THE POTOMAC RIVER Gorge is a 15-mile corridor that extends from Riverbend Park in Great Falls to Roosevelt Island in Washington, D.C., and according to the Nature Conservancy, it is home to globally rare plant and animal species that are found nowhere else on earth.
"This project found its way to fruition when we were looking for a creative approach that would shed light on one of the most unique urban wilderness areas in the nation," said Fay.
Fairfax County Board of Supervisors Chairman Gerry Connolly (D-At-large) commended those involved in the project for their cooperative efforts, and reminded citizens that preserving nature is of the utmost importance.

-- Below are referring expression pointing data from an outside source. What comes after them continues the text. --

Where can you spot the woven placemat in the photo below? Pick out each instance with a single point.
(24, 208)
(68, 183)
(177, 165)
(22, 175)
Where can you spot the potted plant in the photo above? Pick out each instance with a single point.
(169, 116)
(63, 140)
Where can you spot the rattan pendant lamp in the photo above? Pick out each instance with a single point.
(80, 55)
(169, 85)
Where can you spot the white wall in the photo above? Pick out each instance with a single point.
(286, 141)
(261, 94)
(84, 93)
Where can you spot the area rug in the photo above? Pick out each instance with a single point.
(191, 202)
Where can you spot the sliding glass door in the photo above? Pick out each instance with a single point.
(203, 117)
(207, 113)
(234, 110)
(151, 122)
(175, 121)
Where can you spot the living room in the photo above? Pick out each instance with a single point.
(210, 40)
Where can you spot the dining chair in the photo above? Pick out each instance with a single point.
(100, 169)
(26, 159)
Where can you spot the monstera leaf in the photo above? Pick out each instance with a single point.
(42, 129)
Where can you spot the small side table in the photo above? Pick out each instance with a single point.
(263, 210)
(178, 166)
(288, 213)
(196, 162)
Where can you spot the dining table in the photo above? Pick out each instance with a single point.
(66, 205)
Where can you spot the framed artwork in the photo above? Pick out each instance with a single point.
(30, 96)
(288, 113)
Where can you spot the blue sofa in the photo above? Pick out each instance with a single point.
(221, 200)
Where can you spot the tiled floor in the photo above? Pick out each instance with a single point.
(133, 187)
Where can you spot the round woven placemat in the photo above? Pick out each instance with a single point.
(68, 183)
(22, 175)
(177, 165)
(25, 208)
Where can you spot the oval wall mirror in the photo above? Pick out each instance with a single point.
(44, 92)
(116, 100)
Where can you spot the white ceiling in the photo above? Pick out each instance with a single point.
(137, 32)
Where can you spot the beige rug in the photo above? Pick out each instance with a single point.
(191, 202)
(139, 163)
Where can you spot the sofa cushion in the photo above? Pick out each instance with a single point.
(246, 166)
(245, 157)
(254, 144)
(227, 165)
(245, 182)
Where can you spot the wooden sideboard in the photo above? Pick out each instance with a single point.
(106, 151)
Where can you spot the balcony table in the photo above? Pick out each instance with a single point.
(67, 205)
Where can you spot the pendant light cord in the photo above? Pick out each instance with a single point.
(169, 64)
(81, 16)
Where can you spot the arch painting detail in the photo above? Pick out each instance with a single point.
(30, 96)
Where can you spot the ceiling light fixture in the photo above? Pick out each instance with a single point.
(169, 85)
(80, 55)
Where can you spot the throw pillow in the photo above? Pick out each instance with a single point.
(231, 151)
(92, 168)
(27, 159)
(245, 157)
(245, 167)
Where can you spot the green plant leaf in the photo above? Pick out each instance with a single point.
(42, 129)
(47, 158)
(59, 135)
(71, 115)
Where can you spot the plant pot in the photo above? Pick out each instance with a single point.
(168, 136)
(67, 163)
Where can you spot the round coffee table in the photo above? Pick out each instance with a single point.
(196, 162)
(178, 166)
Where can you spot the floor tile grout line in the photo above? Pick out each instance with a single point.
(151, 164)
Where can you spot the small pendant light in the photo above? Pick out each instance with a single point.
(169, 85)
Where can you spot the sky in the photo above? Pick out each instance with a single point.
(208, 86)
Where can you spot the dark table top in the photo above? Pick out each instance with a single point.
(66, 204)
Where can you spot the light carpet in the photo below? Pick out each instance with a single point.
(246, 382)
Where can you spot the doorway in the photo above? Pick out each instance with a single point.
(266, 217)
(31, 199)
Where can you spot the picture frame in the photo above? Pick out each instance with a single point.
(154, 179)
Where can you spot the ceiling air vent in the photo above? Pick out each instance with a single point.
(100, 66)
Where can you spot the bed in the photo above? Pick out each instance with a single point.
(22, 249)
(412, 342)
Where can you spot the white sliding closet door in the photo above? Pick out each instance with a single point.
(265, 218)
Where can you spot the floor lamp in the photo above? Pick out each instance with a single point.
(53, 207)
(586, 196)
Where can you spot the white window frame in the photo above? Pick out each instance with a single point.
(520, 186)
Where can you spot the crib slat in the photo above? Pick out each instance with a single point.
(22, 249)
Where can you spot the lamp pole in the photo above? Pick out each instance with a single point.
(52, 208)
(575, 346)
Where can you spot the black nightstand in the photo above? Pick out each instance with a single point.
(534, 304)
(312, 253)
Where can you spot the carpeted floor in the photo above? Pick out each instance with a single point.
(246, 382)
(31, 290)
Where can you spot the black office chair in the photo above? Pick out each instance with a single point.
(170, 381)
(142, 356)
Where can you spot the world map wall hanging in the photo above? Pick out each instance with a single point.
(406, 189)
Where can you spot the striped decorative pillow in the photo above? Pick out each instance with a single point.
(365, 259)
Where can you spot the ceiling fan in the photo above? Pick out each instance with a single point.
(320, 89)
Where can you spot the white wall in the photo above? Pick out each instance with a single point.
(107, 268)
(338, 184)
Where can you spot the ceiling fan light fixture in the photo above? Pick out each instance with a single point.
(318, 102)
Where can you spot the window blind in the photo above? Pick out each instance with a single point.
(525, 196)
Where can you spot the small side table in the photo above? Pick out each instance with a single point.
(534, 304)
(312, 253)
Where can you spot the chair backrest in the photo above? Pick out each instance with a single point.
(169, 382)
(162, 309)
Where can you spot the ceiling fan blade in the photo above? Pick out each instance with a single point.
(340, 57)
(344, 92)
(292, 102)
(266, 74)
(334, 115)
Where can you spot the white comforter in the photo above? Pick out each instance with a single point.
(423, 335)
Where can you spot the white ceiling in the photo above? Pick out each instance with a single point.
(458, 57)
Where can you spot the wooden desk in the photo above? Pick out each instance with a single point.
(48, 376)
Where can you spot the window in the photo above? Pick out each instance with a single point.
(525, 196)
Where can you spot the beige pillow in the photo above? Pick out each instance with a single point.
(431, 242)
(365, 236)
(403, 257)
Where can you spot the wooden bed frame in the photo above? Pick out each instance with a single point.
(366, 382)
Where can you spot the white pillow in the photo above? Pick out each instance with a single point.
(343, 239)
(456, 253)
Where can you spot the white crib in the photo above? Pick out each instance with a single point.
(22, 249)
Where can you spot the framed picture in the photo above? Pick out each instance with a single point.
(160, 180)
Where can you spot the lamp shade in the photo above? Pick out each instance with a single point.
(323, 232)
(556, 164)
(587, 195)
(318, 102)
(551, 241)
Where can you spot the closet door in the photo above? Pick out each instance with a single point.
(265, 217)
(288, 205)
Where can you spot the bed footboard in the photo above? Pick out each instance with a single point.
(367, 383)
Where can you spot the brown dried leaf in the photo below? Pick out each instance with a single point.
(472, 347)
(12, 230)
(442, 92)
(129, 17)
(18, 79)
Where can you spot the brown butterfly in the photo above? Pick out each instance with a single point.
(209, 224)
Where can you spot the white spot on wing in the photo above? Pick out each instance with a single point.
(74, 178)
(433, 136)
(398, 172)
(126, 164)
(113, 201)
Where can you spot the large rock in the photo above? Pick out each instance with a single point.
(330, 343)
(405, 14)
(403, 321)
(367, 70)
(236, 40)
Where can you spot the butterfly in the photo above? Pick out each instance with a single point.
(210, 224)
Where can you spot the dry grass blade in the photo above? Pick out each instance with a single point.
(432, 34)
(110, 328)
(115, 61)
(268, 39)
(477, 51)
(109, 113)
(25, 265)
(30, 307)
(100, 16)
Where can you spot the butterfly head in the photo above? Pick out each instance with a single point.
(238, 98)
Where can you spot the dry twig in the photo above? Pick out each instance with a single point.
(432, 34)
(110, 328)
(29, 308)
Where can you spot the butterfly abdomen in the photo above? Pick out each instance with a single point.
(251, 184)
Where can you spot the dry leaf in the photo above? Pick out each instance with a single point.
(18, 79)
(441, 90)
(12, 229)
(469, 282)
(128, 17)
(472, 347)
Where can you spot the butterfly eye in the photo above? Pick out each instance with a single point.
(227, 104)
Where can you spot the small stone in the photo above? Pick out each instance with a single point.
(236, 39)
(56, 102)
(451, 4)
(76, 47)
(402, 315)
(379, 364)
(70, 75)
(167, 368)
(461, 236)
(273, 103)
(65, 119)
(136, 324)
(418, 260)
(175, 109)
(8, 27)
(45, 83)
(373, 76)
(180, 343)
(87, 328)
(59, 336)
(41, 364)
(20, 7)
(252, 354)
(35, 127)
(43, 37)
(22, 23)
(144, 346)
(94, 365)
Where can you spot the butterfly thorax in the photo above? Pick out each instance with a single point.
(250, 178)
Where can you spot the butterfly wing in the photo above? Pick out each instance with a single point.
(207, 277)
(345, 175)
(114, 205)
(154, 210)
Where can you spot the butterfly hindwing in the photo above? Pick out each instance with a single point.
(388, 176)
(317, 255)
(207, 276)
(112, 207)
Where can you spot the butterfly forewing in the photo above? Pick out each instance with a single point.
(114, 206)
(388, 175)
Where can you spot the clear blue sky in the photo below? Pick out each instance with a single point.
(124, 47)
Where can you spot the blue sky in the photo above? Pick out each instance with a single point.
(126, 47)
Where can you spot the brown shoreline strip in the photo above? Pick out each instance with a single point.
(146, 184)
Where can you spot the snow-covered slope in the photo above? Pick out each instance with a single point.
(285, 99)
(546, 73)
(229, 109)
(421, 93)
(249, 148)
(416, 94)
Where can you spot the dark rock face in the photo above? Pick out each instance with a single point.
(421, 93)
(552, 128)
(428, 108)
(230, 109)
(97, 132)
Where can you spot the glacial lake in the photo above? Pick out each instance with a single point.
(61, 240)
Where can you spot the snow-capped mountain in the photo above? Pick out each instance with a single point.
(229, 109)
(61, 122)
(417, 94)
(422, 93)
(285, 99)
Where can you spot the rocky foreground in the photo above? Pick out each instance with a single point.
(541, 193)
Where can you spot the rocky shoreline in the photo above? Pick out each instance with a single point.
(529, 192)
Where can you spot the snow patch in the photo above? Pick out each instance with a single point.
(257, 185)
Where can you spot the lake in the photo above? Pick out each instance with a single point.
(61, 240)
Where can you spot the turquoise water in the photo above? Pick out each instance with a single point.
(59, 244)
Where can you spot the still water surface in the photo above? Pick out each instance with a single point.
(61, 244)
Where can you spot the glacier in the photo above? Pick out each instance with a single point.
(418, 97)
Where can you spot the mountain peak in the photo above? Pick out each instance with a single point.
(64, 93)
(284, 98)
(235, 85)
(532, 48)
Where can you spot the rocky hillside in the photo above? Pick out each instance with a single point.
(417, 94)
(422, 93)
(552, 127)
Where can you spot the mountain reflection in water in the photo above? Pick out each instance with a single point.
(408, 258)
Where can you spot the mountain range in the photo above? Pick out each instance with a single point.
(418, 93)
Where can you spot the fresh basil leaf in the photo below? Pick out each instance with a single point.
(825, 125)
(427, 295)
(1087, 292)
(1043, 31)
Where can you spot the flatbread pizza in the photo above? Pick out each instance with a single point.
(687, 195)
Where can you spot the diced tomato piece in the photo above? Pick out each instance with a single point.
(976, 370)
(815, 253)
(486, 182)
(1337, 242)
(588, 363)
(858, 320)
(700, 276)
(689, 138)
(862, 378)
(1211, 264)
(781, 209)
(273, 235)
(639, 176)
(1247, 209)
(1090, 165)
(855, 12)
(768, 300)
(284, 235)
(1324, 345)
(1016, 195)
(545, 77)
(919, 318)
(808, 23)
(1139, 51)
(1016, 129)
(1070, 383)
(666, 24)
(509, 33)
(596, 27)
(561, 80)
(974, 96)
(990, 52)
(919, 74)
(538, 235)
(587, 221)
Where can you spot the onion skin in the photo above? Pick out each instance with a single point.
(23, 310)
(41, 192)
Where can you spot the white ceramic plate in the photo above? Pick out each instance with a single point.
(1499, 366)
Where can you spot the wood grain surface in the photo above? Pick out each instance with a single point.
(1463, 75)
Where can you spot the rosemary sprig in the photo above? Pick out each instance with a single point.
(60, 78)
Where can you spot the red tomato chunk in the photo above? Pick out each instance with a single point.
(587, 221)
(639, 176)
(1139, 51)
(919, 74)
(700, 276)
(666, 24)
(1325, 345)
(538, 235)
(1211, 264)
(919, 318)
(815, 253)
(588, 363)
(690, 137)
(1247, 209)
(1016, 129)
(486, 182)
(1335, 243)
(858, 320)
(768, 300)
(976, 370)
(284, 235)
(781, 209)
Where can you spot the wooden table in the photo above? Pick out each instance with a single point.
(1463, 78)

"We still have huge swaths of nature in this county that are preserved and beautiful," said Connolly. "This is what trails are all about, opening up nature to citizens."
Jon James, National Park Service Acting Superintendent of the George Washington Memorial Parkway, said that in his time spent with various Native American tribes, he had learned a very important concept.
"They believe that all rivers are connected, and therefore all the people that live along their shores are connected as well," said James.
James noted that connectivity is an important theme of the Interpretive Trail.
"What this trail does is create a seamless system of signs between these two parks."